Funds Data Analysis Research
Astronomer develops new approach to analyzing information
The Gordon and Betty Moore Foundation has awarded a Johns Hopkins University astronomer and computer scientist a $1.2 million grant to devise a new method for analyzing information created in data-intensive fields such as astronomy and genetics. The grant matches an earlier W.M. Keck Foundation grant of the same amount and will fund three post-doctoral fellows in advanced scientific data analysis.
Under the terms of the five-year grant, Alexander Szalay (pictured at right), Alumni Centennial Professor in the Henry J. Rowland Department of Physics and Astronomy in Johns Hopkins' Zanvyl Krieger School of Arts and Sciences and professor of computer science in the Whiting School of Engineering, will use a new approach to analyzing very large data sets to solve what he calls "problems on the frontiers of science."
"The massive amounts of data emerging from our newest instruments — telescopes, particle detectors, gene sequencers — demand a novel method of analysis that coalesces the skills of astronomers, biologists and others with those of the computer scientist, the computational scientist and the statistician," Szalay says. "Most scientific data collected today will never be directly examined as 'raw data' by scientists; instead, it will be put online into 'smart databases' where it will be analyzed and summarized by computer programs before scientists even see or use it."
"This project has the potential to transform not just one or two fields, but the way we approach a broad array of problems across many disciplines," said William R. Brody, president of the university. "My thanks go to the Gordon and Betty Moore Foundation for recognizing the possibilities and making a very special investment in the future of science."
Szalay has spent the past decade creating the various components necessary for the development of a multidisciplinary approach to data analysis that can scale beyond terabytes — a measurement equal to 1 trillion bytes — as part of the creation of the science archive for the Sloan Digital Sky Survey. As a result of that work, the critical foundation for a scalable approach now exists, he says.

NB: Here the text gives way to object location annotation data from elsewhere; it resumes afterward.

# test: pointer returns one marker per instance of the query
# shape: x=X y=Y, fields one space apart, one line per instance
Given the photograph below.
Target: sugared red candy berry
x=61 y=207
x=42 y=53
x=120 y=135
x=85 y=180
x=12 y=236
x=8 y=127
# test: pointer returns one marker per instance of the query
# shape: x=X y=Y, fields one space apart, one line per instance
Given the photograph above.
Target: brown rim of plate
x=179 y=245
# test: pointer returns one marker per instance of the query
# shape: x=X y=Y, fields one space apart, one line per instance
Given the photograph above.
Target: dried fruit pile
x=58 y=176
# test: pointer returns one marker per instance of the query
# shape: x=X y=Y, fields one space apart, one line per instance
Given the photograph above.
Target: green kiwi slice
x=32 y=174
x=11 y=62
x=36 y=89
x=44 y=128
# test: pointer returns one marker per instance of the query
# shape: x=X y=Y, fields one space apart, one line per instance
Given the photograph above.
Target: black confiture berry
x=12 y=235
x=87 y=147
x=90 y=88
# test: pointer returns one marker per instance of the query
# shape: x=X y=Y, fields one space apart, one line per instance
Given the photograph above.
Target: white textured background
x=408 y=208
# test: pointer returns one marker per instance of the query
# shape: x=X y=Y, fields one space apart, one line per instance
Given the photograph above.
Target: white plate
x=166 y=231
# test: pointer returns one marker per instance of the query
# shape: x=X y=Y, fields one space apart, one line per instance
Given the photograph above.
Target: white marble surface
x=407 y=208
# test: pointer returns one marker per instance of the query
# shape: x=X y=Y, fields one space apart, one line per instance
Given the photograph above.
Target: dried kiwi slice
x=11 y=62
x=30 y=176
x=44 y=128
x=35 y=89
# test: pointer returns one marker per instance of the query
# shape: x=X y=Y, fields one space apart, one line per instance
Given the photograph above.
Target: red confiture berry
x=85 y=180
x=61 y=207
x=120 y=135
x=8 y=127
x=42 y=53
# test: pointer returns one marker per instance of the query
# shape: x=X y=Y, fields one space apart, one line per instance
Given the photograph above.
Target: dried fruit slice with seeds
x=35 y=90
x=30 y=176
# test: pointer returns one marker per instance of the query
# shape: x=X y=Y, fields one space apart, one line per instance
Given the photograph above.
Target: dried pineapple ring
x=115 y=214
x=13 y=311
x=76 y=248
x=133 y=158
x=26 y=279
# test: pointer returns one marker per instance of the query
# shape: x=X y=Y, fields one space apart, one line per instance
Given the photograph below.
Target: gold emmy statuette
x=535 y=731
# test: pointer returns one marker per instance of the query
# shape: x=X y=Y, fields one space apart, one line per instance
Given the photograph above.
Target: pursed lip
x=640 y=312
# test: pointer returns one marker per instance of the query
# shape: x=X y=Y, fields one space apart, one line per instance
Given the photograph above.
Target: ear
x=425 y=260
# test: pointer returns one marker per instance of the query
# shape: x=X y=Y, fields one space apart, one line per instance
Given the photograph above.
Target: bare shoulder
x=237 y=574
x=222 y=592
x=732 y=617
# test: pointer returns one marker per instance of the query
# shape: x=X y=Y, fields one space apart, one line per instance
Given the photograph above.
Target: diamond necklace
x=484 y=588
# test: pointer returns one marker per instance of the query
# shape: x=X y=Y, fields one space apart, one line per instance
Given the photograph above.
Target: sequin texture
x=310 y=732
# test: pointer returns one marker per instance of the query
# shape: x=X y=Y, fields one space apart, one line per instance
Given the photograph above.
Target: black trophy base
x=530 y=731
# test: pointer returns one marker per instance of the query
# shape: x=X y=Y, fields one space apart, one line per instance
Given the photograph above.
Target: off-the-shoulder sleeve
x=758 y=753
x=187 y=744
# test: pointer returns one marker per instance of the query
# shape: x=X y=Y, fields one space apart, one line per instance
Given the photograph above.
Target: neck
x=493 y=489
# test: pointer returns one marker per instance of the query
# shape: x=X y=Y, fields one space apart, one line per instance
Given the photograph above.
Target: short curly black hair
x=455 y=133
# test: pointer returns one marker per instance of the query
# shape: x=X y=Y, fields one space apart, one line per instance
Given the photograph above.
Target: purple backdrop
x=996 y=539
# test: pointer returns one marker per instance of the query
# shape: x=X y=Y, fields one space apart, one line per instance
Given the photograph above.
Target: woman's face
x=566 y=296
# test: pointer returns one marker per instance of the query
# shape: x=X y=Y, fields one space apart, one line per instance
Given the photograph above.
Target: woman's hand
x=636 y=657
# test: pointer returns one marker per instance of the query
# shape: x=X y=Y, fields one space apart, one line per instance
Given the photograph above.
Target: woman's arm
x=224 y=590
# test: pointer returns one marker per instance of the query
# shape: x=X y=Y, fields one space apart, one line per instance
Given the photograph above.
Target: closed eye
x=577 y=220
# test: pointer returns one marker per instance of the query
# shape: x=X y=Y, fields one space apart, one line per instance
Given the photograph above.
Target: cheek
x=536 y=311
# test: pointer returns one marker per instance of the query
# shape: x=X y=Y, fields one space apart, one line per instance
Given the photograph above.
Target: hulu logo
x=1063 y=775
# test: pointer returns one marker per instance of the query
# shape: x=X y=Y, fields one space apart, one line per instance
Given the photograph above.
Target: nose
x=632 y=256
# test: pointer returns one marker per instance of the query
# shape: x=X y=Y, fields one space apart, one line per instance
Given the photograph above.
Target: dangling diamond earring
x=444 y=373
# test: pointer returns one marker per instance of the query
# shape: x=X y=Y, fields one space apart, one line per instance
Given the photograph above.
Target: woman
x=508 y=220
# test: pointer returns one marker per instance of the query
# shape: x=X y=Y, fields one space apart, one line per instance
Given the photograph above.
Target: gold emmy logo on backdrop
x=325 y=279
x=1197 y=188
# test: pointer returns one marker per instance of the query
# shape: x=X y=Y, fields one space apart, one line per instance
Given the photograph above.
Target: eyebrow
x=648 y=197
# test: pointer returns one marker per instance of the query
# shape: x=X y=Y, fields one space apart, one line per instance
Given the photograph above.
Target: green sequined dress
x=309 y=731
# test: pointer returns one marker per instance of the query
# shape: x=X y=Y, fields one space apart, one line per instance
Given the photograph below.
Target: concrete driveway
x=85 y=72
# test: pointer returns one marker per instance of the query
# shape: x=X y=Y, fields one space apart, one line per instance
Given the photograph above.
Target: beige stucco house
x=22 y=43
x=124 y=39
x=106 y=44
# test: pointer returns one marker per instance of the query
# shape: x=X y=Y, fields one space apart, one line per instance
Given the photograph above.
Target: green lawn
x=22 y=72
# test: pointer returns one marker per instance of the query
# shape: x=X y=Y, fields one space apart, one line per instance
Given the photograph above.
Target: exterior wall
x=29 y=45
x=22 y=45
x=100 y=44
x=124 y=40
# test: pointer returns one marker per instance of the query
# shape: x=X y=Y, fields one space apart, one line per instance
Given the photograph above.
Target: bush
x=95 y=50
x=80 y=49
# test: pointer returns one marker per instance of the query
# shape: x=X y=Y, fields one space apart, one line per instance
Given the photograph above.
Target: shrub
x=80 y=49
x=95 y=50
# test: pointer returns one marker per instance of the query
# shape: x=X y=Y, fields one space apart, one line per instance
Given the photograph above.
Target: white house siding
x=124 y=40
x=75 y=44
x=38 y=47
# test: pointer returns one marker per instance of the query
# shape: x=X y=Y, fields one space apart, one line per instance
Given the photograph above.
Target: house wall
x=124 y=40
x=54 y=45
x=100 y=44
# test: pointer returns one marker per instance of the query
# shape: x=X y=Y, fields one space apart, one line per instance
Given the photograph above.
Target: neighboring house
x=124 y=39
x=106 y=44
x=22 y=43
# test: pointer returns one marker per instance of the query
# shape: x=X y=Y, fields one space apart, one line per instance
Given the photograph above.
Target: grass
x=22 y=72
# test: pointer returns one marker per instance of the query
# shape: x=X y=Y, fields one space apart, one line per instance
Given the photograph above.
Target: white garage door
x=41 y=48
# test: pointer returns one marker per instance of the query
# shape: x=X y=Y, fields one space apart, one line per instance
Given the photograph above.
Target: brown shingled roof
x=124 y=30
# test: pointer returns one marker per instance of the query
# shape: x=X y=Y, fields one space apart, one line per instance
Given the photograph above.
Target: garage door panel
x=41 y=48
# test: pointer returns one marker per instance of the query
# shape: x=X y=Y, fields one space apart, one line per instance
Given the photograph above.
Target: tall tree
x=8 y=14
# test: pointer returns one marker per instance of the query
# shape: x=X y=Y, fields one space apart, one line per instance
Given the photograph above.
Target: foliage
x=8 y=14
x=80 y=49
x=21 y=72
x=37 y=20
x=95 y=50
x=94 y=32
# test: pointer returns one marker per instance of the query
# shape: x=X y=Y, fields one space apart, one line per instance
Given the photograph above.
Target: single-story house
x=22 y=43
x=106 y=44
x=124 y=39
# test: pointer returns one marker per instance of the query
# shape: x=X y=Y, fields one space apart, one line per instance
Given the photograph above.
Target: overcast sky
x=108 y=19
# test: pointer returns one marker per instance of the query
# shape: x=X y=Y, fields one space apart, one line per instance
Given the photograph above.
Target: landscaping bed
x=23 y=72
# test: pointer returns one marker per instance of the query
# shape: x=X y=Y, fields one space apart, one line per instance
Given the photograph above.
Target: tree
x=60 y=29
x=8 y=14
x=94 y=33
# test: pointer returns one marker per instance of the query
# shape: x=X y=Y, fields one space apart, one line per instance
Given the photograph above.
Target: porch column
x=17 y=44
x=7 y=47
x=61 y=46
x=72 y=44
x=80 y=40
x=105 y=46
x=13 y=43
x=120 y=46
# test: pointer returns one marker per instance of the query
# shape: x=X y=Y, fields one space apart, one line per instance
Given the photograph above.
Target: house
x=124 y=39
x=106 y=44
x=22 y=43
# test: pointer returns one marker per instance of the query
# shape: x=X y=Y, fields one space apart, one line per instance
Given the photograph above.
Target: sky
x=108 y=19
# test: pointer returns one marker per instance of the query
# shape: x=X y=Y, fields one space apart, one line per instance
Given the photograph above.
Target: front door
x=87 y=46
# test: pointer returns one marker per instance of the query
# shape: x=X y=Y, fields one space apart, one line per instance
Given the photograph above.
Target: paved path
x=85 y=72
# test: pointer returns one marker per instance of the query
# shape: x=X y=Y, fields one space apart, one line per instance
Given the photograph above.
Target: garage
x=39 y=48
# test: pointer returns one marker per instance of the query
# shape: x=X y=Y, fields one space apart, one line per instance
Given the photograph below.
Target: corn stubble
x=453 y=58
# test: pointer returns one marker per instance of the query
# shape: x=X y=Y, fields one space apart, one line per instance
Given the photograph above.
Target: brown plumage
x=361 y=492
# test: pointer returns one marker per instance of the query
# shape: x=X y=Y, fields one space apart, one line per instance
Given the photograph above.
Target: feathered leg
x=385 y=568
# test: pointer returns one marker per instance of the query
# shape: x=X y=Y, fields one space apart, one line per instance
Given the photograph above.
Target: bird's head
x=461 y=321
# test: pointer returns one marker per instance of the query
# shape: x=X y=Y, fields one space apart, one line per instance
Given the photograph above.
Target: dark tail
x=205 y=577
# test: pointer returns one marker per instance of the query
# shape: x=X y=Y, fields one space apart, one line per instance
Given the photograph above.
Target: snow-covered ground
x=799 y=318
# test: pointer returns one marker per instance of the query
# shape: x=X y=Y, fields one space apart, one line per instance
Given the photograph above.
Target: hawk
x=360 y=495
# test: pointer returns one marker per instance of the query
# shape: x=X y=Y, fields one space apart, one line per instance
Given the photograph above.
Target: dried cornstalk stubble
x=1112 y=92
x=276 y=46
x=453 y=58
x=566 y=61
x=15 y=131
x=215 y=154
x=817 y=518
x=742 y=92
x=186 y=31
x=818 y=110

Much of this work was done in collaboration with Jim Gray of Microsoft Research and a team of astronomers and computer scientists at Johns Hopkins. This development also led to the National Virtual Observatory, a National Science Foundation-funded five-year project that brought together collaborators from all over the country to create a "World-Wide Telescope" that put the world's astronomy data into an easy-to-use system.
"In some fields, data from many different archives, located at different places throughout the world, have to be cross-correlated to produce new insights," Szalay said. "In other fields, the sheer amount of data is so overwhelming that we need databases capable of manipulating it in ways that will allow us to extract science. This requires new skills from 21st century scientists. Our group at Johns Hopkins is using this approach to data analysis over a wide range of problems from astronomy to turbulence to wireless sensor networks collecting data from the environment."
In addition to several carefully selected post- doctoral fellows, the Johns Hopkins team includes faculty members Ethan Vishniac and Rosemary Wyse from physics and astronomy, Charles Meneveau from mechanical engineering and Katalin Szlavecz from earth and planetary sciences.
Intel cofounder Gordon Moore and his wife, Betty, founded their philanthropic organization in September 2000 to fund outcome-based projects aimed at measurably improving the quality of life for future generations. Its focus is on grant-making initiatives that support environmental conservation, science, higher education and the San Francisco Bay Area.
This is the Gordon and Betty Moore Foundation's first grant to The Johns Hopkins University.
The grant is part of The Johns Hopkins: Knowledge for the World campaign. Commitments to the campaign have reached $1.558 billion, more than three- quarters of the $2 billion goal. Priorities of the campaign, which benefits both The Johns Hopkins University and The Johns Hopkins Hospital and Health System, include strengthening endowment for student aid and faculty support; advancing research, academic and clinical initiatives; and building and upgrading facilities on all campuses. The campaign began in July 2000 and is scheduled to end in 2007.